Day 23 Joins & Keys & Pytorch

This week has in some ways been a relief, but in other ways it’s been difficult. I expected the pace of Tech Elevator to remain steady once we ramped up, but that is not at all what I’ve been feeling. From my perspective, module 1 started off quite easy and ended with a lot of late nights finishing up my exercises and working with my partners. Now that we are in module 2, it feels like a similar pattern has begun. This is nice for the students who need to catch up on java exercises but I’m missing the fast pace.

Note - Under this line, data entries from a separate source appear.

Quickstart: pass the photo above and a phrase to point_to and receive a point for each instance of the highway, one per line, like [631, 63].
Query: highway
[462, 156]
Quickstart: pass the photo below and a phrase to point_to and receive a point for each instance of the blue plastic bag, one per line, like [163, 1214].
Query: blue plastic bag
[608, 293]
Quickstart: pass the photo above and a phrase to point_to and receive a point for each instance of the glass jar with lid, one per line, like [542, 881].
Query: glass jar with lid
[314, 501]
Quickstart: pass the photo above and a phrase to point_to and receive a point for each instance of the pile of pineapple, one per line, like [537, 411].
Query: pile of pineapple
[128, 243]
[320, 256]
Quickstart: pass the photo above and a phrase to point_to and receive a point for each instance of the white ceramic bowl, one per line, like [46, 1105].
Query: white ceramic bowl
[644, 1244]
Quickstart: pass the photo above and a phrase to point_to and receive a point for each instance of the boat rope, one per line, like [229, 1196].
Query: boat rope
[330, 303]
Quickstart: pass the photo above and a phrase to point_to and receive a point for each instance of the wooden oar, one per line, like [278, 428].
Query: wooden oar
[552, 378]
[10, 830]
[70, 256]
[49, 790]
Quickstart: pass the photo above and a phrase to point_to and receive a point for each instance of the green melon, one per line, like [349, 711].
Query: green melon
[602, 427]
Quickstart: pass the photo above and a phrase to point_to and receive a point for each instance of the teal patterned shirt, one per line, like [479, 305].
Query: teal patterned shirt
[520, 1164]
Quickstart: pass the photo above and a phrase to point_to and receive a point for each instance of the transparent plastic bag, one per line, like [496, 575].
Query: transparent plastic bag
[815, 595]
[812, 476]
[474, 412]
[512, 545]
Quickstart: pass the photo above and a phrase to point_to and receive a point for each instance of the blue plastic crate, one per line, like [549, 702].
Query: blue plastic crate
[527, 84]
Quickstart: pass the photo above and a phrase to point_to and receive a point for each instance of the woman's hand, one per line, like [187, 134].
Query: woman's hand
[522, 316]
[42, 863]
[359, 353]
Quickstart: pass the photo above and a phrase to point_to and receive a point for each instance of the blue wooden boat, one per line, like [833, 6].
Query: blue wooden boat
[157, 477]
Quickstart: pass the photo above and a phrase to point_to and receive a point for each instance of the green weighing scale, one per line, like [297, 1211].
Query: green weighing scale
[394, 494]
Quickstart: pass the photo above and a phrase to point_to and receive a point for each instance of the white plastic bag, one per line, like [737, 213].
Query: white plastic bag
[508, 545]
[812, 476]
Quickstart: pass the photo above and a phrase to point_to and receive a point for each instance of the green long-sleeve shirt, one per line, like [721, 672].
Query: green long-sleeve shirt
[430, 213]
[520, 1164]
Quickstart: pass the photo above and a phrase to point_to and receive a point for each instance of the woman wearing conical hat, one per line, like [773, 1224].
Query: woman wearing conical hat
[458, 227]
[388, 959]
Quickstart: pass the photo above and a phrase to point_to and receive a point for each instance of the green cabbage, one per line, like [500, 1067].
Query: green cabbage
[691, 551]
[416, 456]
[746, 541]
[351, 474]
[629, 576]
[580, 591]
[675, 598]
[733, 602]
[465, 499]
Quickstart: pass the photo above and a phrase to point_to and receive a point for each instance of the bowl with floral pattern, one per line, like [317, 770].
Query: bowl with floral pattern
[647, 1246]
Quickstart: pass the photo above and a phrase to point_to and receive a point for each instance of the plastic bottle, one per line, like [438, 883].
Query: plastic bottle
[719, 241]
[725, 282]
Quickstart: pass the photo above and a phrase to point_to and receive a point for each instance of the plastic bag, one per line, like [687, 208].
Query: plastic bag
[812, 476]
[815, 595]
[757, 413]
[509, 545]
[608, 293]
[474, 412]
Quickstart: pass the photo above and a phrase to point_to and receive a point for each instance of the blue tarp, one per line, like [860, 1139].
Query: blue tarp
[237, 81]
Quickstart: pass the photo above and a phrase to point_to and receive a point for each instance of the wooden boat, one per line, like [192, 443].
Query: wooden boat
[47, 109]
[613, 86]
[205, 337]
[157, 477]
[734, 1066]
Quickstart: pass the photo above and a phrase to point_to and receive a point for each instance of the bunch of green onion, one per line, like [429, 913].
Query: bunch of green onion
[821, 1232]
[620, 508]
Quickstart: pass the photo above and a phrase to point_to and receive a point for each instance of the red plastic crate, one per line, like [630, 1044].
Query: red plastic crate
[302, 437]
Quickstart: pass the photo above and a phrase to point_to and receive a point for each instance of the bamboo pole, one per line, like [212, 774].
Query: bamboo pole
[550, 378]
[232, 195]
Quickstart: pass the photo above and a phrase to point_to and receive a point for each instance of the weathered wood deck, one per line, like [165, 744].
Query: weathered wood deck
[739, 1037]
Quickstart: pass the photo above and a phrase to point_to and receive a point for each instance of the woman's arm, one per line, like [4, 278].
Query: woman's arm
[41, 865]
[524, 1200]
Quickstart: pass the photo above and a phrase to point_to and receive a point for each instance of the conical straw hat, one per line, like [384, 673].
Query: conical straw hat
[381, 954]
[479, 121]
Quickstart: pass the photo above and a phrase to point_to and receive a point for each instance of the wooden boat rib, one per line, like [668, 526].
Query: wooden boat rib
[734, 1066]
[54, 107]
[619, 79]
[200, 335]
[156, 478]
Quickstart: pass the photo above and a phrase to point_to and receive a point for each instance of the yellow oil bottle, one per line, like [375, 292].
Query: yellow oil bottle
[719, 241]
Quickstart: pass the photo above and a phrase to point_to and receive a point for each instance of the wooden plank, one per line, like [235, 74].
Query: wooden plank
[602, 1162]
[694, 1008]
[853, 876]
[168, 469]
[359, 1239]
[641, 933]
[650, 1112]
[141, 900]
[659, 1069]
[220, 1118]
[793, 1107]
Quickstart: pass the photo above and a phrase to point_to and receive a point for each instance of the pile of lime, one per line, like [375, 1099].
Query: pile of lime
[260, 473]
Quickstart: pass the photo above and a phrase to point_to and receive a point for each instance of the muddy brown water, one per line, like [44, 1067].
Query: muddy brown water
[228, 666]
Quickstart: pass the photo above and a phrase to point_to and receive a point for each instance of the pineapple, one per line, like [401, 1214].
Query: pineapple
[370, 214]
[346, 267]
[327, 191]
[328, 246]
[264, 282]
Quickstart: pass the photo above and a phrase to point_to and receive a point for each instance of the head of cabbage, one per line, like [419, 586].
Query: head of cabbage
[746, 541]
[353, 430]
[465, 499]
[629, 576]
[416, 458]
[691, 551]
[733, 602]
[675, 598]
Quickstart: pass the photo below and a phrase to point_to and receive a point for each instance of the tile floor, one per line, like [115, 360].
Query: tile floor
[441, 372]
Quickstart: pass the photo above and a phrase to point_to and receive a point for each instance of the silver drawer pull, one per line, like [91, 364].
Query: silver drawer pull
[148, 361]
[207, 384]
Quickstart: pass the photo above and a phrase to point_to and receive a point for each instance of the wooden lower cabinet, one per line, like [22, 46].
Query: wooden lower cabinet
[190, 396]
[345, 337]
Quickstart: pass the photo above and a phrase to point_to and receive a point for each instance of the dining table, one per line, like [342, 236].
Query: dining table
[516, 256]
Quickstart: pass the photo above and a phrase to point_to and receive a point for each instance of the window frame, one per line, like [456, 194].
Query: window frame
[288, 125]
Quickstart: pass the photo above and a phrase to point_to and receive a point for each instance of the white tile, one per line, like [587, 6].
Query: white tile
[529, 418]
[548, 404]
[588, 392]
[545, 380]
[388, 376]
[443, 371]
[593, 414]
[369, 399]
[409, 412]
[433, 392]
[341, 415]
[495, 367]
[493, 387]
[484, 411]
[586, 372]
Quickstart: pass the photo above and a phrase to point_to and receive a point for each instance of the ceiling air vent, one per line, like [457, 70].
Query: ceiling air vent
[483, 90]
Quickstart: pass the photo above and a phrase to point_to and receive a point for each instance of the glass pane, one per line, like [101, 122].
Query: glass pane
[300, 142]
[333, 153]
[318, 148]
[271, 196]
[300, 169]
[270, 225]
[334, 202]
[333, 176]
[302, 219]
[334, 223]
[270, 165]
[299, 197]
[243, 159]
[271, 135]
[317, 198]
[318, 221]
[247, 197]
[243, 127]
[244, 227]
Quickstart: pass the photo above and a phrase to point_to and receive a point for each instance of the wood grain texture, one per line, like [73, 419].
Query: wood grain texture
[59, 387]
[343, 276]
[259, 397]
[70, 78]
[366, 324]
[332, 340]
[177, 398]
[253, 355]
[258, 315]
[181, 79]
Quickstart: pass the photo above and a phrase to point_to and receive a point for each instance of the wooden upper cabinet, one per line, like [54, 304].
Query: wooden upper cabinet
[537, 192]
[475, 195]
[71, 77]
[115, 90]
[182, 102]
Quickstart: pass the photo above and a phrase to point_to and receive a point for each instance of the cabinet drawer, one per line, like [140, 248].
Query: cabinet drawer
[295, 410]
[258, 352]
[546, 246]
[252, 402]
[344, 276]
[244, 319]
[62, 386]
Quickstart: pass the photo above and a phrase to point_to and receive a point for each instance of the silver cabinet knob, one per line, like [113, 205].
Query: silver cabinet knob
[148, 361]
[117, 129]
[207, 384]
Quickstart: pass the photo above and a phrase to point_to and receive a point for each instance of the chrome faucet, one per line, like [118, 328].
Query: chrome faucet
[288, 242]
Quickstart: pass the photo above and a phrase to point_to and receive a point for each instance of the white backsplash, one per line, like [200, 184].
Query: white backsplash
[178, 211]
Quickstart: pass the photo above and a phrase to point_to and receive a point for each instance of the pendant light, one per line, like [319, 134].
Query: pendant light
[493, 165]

Today we learned about primary keys and foreign keys. Then we learned about joining tables together on like keys in different tables. The first run through the lecture confused me but once we got into writing queries using joins, it made sense pretty quickly. We had pair and individual exercises for today but neither took very long to complete.

Not Tech Elevator:

In an effort to stimulate the learning muscles which at this point refuse to disengage, I spent my evening reading about reccurent neural networks: here and here. I also installed the python library for creating them, pytorch. In the second post above, Andrej trained his neural network on source code, Shakespeare, and markdown. In all cases the model was capable of learning to spell words, form proper grammar, and follow conventions of the training material. The source code didn’t compile, but it’s incredible how many coding conventions it learned properly.

Andrej provided some sample code which serves as good starting point to following in his footsteps. Well, I love reading but my reading list is massive and I make progress so slowly. I took some time to find some books I’d love to read online in epub format and downloaded them. I wrote a bash script to use calibre’s ebook converter ommandline tools to convert each one to a text file and then concatenate them into one input file. In addition to SQL this week, I’ll be trying to train a model of my own to possess the literary capacity I wish I had.